Standard abbreviations
- ISO 4: Ber. Dtsch. Chem. Ges.

Indexing
- CODEN: BDCGAS
- ISSN: 0365-9496

= Chemische Berichte =

Chemische Berichte (usually abbreviated as Ber. or Chem. Ber.) was a German-language scientific journal of all disciplines of chemistry founded in 1868. It was one of the oldest scientific journals in chemistry, until it merged with Recueil des Travaux Chimiques des Pays-Bas to form Chemische Berichte/Recueil in 1997. Chemische Berichte/Recueil was then merged with other European journals in 1998 to form European Journal of Inorganic Chemistry.

==History==
Founded in 1868 as Berichte der Deutschen Chemischen Gesellschaft (CODEN BDCGAS), it operated under this title until 1928 (Vol. 61). The journal was then split into:
- Berichte der Deutschen Chemischen Gesellschaft, A: Vereins-Nachrichten (CODEN BDCAAS), and
- Berichte der Deutschen Chemischen Gesellschaft, B: Abhandlungen (CODEN BDCBAD).
Vol. 78 and 79 (1945–1946) were omitted and not published due to World War II. The journal was renamed Chemische Berichte (CODEN CHBEAM) in 1947 (Vol. 80) until 1996 (Vol. 129).

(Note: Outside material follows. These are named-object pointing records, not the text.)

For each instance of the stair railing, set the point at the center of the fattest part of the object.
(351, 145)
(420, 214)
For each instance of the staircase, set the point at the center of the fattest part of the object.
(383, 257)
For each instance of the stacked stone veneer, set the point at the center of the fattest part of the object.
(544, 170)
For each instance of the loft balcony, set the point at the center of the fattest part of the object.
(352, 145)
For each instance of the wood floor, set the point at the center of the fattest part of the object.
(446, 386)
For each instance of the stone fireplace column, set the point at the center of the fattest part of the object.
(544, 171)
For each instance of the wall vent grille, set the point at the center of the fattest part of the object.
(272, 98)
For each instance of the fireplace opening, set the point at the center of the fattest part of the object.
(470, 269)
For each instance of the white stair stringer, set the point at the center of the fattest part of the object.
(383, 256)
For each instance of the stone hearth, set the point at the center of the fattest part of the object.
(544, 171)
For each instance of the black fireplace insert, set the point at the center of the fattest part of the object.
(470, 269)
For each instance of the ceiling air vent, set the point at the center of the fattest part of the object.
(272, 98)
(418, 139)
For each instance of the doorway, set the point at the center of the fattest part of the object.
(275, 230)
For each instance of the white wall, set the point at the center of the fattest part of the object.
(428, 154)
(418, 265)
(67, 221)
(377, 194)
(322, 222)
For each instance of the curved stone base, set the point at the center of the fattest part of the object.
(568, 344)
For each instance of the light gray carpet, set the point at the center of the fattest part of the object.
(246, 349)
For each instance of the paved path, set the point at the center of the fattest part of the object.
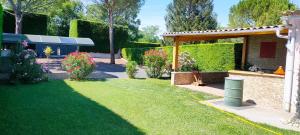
(103, 69)
(256, 113)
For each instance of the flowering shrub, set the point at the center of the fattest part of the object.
(131, 69)
(26, 69)
(186, 62)
(79, 65)
(48, 51)
(155, 61)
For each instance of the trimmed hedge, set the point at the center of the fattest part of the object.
(1, 25)
(32, 23)
(141, 45)
(99, 33)
(209, 57)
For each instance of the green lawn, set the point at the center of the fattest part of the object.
(116, 106)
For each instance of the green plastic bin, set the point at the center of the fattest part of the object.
(233, 91)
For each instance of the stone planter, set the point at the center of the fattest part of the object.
(187, 78)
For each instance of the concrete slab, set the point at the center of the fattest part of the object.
(257, 113)
(214, 89)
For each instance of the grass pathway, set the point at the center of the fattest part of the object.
(116, 106)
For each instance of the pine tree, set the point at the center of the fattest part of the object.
(251, 13)
(190, 15)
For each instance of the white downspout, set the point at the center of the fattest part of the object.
(288, 83)
(296, 70)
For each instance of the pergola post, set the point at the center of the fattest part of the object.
(244, 52)
(175, 54)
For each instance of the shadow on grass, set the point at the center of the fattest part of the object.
(55, 108)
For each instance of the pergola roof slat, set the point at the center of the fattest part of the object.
(224, 33)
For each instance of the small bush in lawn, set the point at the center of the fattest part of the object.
(155, 61)
(79, 65)
(186, 62)
(26, 69)
(131, 69)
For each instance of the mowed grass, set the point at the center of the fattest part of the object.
(116, 106)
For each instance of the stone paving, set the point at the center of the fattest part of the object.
(275, 117)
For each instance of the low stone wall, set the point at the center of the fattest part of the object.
(265, 90)
(186, 78)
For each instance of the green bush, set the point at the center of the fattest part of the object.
(209, 57)
(141, 45)
(25, 68)
(155, 62)
(131, 69)
(79, 65)
(186, 62)
(99, 33)
(32, 23)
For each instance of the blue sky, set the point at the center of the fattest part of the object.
(154, 11)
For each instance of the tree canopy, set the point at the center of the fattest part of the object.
(149, 34)
(189, 15)
(61, 17)
(250, 13)
(20, 7)
(125, 13)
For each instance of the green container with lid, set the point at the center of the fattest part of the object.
(233, 91)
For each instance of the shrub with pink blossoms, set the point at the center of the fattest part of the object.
(79, 65)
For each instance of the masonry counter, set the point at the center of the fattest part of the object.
(264, 89)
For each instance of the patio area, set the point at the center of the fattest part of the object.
(103, 69)
(253, 112)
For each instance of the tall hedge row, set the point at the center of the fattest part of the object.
(1, 25)
(31, 24)
(209, 57)
(140, 45)
(99, 33)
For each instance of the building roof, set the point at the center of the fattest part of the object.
(225, 33)
(47, 40)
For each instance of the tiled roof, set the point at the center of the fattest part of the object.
(226, 31)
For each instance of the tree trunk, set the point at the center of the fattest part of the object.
(18, 24)
(111, 36)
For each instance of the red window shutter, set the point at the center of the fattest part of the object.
(267, 49)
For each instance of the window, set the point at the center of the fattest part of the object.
(267, 49)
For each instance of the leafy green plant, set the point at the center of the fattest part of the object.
(26, 70)
(131, 69)
(79, 65)
(209, 57)
(155, 61)
(186, 62)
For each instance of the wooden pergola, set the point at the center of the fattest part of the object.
(179, 37)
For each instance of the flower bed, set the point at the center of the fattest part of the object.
(79, 65)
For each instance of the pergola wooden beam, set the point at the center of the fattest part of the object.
(244, 52)
(179, 37)
(175, 54)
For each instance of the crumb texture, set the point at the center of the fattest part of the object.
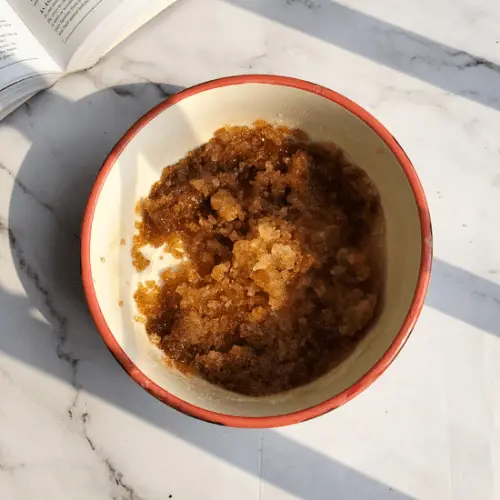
(280, 279)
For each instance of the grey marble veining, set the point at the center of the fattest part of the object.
(73, 425)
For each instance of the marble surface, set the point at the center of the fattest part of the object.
(73, 425)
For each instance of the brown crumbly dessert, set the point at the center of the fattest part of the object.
(281, 278)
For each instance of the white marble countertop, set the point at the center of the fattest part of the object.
(72, 423)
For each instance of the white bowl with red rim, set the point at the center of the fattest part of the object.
(182, 123)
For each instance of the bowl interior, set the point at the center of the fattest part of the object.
(184, 126)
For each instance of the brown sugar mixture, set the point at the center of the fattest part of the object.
(280, 277)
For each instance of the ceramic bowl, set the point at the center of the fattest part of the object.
(166, 134)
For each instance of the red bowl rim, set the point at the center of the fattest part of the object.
(331, 403)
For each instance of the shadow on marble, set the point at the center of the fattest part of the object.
(454, 71)
(70, 141)
(465, 296)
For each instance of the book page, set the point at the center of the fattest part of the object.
(62, 26)
(21, 55)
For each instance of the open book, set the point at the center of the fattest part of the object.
(41, 40)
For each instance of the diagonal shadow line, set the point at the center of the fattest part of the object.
(453, 70)
(465, 296)
(50, 275)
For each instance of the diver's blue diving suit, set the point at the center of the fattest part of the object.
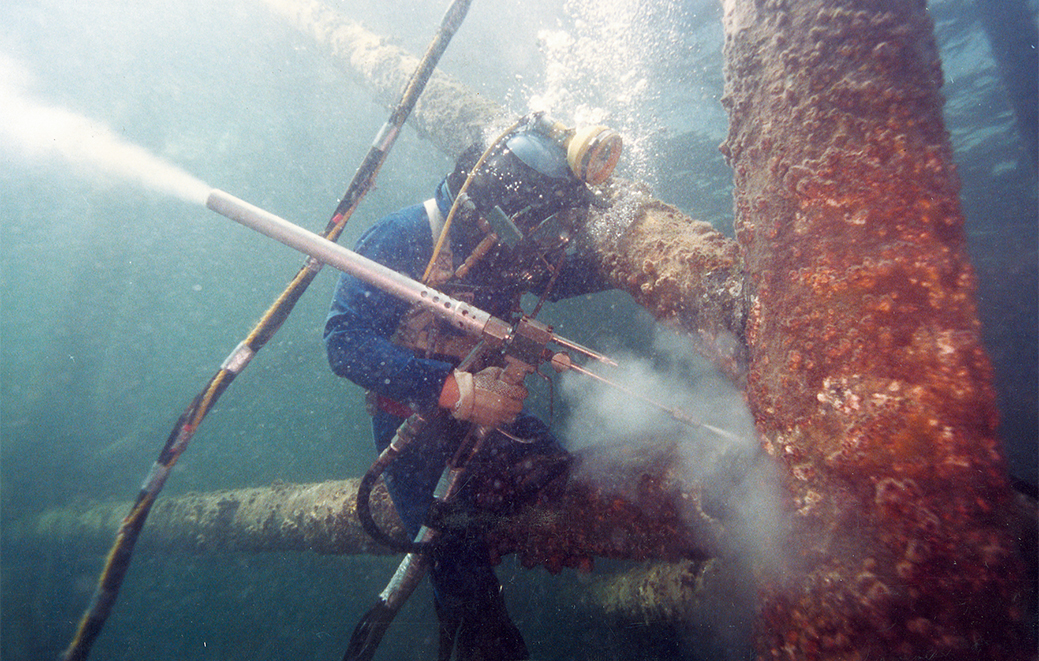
(362, 337)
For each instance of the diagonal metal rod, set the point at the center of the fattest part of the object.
(121, 554)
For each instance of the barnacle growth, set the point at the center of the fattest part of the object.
(868, 378)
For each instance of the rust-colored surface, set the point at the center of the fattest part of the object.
(868, 378)
(633, 506)
(684, 271)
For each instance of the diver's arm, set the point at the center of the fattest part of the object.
(363, 319)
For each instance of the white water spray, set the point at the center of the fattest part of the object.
(36, 131)
(735, 477)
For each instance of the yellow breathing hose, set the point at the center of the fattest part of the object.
(458, 197)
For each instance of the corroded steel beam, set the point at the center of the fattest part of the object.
(641, 514)
(685, 272)
(449, 113)
(868, 378)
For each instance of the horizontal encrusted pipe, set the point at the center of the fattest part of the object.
(643, 512)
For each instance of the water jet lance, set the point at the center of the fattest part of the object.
(461, 315)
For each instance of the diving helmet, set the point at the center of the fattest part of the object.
(534, 175)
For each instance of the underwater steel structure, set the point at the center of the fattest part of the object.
(861, 348)
(868, 378)
(846, 309)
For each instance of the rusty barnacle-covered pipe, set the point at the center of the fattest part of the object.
(868, 378)
(685, 272)
(449, 113)
(639, 516)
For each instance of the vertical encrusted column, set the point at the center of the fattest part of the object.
(868, 378)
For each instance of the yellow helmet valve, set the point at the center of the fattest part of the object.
(592, 153)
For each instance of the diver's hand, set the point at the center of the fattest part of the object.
(483, 398)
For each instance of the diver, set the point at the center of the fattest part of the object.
(510, 235)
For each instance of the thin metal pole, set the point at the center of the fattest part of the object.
(122, 552)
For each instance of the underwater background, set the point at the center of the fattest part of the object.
(117, 301)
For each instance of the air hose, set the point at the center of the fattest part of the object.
(117, 561)
(402, 439)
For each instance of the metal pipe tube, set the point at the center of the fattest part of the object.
(461, 315)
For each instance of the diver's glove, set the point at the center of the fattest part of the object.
(485, 399)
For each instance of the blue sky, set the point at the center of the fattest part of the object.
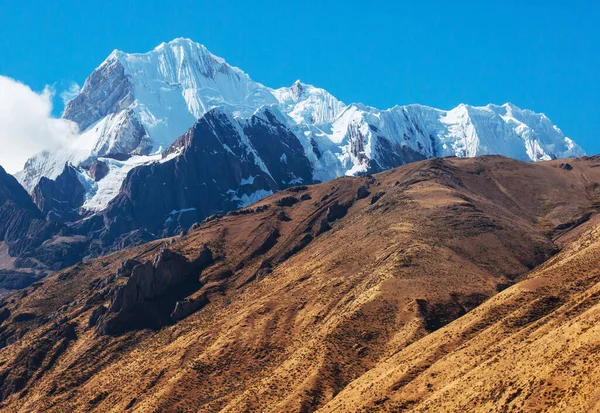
(543, 56)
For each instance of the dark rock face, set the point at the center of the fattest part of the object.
(62, 195)
(98, 170)
(362, 192)
(22, 224)
(127, 267)
(279, 148)
(222, 165)
(15, 280)
(287, 201)
(188, 306)
(149, 296)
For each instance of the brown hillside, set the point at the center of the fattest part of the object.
(314, 299)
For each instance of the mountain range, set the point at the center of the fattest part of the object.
(176, 135)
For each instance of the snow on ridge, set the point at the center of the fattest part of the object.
(163, 93)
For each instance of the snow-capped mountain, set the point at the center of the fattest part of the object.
(134, 106)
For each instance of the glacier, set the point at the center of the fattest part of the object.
(138, 104)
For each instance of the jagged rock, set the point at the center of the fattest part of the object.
(287, 201)
(212, 218)
(188, 306)
(98, 170)
(95, 316)
(362, 192)
(299, 188)
(61, 195)
(126, 267)
(141, 300)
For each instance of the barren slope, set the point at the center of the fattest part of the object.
(303, 293)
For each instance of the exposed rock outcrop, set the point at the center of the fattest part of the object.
(150, 293)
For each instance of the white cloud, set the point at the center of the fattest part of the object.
(70, 93)
(26, 124)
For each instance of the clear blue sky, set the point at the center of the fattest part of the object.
(544, 56)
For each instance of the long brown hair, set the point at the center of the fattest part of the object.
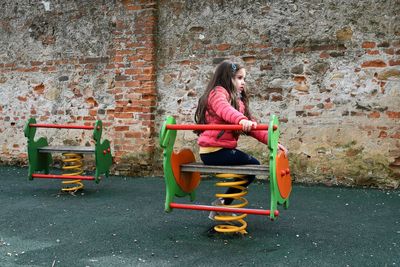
(222, 76)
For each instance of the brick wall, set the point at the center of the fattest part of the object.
(330, 71)
(75, 62)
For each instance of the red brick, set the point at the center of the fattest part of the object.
(393, 114)
(368, 45)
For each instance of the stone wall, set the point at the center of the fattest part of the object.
(75, 62)
(330, 70)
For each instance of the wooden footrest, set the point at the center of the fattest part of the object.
(67, 149)
(66, 177)
(236, 169)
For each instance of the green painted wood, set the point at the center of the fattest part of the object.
(273, 138)
(37, 161)
(167, 141)
(103, 156)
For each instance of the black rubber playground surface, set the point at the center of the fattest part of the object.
(121, 222)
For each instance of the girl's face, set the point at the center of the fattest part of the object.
(239, 80)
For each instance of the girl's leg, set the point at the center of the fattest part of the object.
(230, 157)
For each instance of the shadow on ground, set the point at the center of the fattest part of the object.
(121, 222)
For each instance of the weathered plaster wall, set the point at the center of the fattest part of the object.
(329, 70)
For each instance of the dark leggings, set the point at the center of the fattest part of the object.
(227, 156)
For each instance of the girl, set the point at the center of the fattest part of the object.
(225, 101)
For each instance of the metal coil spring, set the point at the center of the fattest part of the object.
(233, 223)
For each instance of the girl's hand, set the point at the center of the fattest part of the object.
(284, 149)
(248, 125)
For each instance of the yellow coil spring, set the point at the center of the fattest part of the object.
(234, 224)
(74, 165)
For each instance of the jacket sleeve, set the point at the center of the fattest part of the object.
(218, 101)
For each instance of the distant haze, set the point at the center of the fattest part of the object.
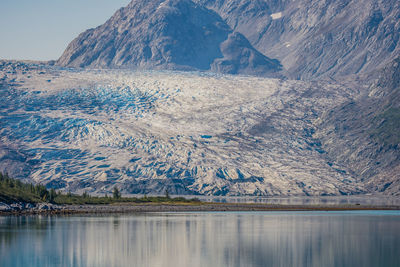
(42, 29)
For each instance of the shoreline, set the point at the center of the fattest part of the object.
(125, 208)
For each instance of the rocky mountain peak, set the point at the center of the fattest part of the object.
(172, 34)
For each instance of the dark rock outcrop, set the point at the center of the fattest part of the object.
(364, 134)
(172, 34)
(314, 38)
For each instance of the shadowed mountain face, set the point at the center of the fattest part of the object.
(208, 133)
(364, 134)
(173, 34)
(314, 38)
(310, 38)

In 1997, Chemische Berichte and Liebigs Annalen were merged with the Dutch journal Recueil des Travaux Chimiques des Pays-Bas to form Chemische Berichte/Recueil (CODEN CHBRFW) and Liebigs Annalen/Recueil (CODEN LIARFV).

In 1998, Chemische Berichte/Recueil merged with other European journals to form European Journal of Inorganic Chemistry, while Liebigs Annalen/Recueil and other European journals were merged to form European Journal of Organic Chemistry.